By Bronwyn Turner   From left, Nancy Roach, Esther R. Mancillas and Jo Ann Mulee, of Galveston, display Mancillas’ hurricane quilt, stitched with Bible verses and memories they all share as survivors and rebuilders after Hurricane Ike three years ago.

Hurricane Ike no match for three island widows

Published September 12, 2011

GALVESTON — It’s hard to imagine what it was like three years ago for this group of senior women, all widows, determinedly taking on a hurricane.

Jo Ann Mulee, 69, rode it out sitting atop the bar in her home on Clara Barton Lane as the storm surge from Hurricane Ike rushed in from nearby Galveston Bay. Esther R. Mancillas, 81, watched and prayed while her coffee table floated into the kitchen and water pushed over furniture in her home near the University of Texas Medical Branch.

Nancy Roach, 77, evacuated from her home on Golfcrest near 65th Street but was first on her block to return. She rigged a makeshift kitchen on a folding table in her bare living room, preparing meals for friends and family. She washed dishes in her bathtub.

All three women quickly set about arranging for repairs, with help from their families.

“Everybody thought I was just going to be so depressed and whiney and feeling sorry,” recalled Roach. “I just knew what I had to do, wrote down a plan and just did it.”

The women have in common a love for the island where they grew up, and a gritty resolve to restore homes that held so many memories.

“I was amazed at how they dug in and started to bring order to their homes,” said Sue Rice, Roach’s oldest daughter and a Galveston reading intervention specialist. “All of these women and many more worked tirelessly day after day working around their torn apart homes.”

Mulee, a Galveston native, had sheltered in place for hurricanes Carla and Alicia, and felt confident she could do the same with Hurricane Ike.

“I never thought water would come this high into the house,” she said.

She ended up on the counter of the bar, her three cats meowing miserably and clinging to furniture, while waters rose to the windowsills.

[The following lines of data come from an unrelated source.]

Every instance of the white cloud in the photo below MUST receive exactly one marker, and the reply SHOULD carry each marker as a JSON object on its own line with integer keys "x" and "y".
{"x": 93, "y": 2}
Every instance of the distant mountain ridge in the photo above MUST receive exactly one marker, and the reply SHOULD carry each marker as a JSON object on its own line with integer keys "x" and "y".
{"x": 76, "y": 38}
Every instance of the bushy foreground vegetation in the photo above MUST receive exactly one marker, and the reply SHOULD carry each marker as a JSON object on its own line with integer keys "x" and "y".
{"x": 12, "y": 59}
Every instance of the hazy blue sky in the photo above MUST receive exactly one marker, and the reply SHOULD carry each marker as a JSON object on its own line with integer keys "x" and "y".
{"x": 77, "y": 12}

In the aftermath, Mulee slept on a mattress in the house, adopted several abandoned cats, and hired a Houston company to repair the damage.

“It sure changed my life,” she said. “It makes you appreciate what you have, day by day, because you don’t know what you’re going to have tomorrow.”

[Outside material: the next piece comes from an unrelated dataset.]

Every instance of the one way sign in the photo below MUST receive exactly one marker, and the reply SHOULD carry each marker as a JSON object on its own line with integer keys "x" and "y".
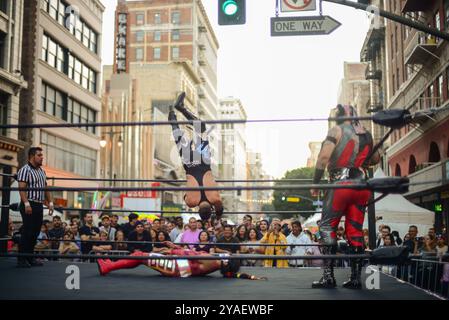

Roach acted as her own contractor, hiring out local help, standing in line for permits and paperwork.

She moved back in October 2008, and carefully set up a Christmas tree in the window that December, although she was the lone resident on the block.

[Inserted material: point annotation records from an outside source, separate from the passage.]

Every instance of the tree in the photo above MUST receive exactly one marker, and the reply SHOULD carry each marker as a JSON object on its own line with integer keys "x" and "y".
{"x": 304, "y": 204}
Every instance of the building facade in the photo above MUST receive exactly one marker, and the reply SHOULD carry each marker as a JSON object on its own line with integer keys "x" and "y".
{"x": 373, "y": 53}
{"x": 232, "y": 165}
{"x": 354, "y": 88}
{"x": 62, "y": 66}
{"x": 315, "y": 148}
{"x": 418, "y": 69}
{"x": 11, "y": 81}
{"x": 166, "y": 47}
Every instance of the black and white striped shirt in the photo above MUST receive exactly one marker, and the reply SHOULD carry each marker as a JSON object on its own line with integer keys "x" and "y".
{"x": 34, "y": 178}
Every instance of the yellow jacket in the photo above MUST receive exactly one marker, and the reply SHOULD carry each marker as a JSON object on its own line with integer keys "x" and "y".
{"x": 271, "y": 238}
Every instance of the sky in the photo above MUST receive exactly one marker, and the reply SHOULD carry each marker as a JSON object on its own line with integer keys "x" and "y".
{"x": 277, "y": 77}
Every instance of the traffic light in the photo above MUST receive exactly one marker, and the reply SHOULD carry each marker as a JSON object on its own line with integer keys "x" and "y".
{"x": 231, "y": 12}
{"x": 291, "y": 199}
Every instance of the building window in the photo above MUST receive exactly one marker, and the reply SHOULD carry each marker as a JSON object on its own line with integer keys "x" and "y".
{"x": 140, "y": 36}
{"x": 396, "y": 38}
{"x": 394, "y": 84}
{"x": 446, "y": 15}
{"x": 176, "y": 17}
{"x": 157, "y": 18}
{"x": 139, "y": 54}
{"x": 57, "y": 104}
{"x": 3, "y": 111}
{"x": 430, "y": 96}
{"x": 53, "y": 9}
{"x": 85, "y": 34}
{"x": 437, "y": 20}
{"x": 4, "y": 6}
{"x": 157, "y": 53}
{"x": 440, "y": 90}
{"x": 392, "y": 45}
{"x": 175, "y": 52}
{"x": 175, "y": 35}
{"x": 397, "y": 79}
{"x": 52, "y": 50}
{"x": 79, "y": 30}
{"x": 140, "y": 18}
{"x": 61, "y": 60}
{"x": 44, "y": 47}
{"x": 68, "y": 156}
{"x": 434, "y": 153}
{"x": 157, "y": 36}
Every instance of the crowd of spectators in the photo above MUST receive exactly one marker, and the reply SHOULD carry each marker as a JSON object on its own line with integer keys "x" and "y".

“Maybe she was lighting up the street for the neighbors to make their way home,” her daughter said.

Mancillas, a Galveston native, had weathered many storms on the island in her 81 years and had never seen water in her home.

“We thought we would be all right,” said Mancillas, known for her quilting skills and quiet faith. She led Bible studies for the Christian Women’s Club, meeting weekly at Roach’s house.

The storm surge pushed 4 feet of water through the house her husband, the late Julio Mancillas Jr., built in 1957.

In the aftermath of the storm, she developed bronchitis.

Mancillas would be out of her home for 10 months, living with her daughter in Bryan while friends and family cleaned out the house and repairs were made. Now, she is once again leading Bible studies and quilting.

She stitched Isaiah 43:1 onto a quilt constructed in memory of Ike — “When you pass through deep waters, I will be with you; your troubles will not overwhelm you.”